Zur Versorgung des Futterautomaten war eine entsprechende innerbetriebliche Transportleistung entweder mit Förderbändern oder händisch zu vollbringen, da das Futter dem Silo zuerst entnommen wurde und danach in den Futterautomaten geschüttet wurde. Es war notwendig, zu überwachen, ob im Futterautomaten noch genügend Futter vorhanden ist und das Futter für die Fütterungen entsprechend aufzubereiten.

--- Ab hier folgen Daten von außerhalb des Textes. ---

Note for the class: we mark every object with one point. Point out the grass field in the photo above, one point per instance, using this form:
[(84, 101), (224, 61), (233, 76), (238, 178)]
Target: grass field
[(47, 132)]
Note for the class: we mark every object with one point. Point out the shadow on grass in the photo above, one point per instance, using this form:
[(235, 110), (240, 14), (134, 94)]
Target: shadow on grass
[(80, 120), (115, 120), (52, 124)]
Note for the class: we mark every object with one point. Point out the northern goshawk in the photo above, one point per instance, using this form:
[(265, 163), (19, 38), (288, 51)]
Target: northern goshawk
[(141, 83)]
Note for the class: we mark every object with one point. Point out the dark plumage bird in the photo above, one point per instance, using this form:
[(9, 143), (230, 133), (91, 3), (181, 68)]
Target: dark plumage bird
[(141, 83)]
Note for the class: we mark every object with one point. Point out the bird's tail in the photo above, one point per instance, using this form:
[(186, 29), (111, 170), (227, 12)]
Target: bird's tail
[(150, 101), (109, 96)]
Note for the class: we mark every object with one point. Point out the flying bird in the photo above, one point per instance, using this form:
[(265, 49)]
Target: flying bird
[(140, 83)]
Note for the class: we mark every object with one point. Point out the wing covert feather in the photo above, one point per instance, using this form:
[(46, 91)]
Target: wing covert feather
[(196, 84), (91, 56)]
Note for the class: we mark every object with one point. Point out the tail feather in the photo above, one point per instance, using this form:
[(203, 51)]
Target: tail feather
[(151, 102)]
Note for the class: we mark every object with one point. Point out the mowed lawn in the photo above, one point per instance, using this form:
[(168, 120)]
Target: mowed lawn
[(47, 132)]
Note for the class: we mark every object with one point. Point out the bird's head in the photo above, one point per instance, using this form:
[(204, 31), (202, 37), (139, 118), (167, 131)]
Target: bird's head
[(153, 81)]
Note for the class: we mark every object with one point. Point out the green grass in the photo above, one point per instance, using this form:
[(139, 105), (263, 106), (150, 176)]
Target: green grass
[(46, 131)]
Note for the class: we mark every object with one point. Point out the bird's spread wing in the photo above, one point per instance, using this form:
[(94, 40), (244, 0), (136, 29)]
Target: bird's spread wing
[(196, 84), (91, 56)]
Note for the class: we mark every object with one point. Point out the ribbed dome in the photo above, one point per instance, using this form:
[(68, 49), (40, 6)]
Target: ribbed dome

Es sind auch mit Silos direkt verbundene Futterautomaten bekannt. Die dabei verwendeten
Konstruktionen sind schwer und lassen sich nachträglich nur mit grossen Aufwand einbauen. Das Patent
Nr. 280157 beschäftigt sich mit einem Silo, der geringes Gewicht aufweist und sich leicht nachträglich aufstellen lässt. Die Erfindung verbessert derartige Silos dadurch, dass direkt mit dem Silo verbunden und dessen unteren Futterauslauf bildend ein an sich bekannter Futterautomat angeordnet ist. Der Futtersilo bildet nach dem Erfindungsvorschlag mit dem Futterautomaten eine Einheit. Das lose Futter kann vom Lastwagen direkt in den Futtersilo geblasen werden, zur Fütterung ist keine weitere Transportleistung notwendig, da nach dem Erfindungsvorschlag sich der Futtersilo über dem Futterautomaten und damit im Stall und über der Fütterungsstelle befindet.
Damit werden die Vorteile des leicht aufstellbaren Futtersilos, leichte Stapelung des Fütterungsmaterials und des Futterautomaten, nämlich gleichmässige Fütterung je nach Bedarf kombiniert und darüberhinaus jede Transportleistung zwischen Futtersilo und Futterautomat ausgeschaltet. Ausserdem wird der innerbetriebliche Raumbedarf wesentlich verringert, da für den Futtersilo kein eigener Aufstellplatz notwendig ist, sondern sich der Futtersilo über dem Futterautomaten im Stall befindet und in jedem Stall aufgestellt werden kann.
Weiter wird vorgeschlagen, dass ein das Ausfliessen des Futters in den Futterautomaten sicherstellendes an sich bekanntes Rührwerk in den Siloauslauf hineinragt. Das Rührwerk, welches im Futterautomaten zur Förderung des Futters in den Futtertrog notwendig ist, wird nach diesem Vorschlag gleichzeitig dazu verwendet, den Futterausfluss aus dem Silo sicherzustellen und das Lockern des Futters im Silo zu bewirken. Der Begriff Rührwerk ist dabei im weitesten Sinne auszulegen. Beispielsweise sind dazu bei der Schweinefütterung Ketten bekannt, die in den Futtertrog ragen und die während der Fütterung durch beispielsweise Schweine bewegt werden. Durch diese Bewegung der Ketten wird der Nachfluss und die Lockerung des Futters bewirkt.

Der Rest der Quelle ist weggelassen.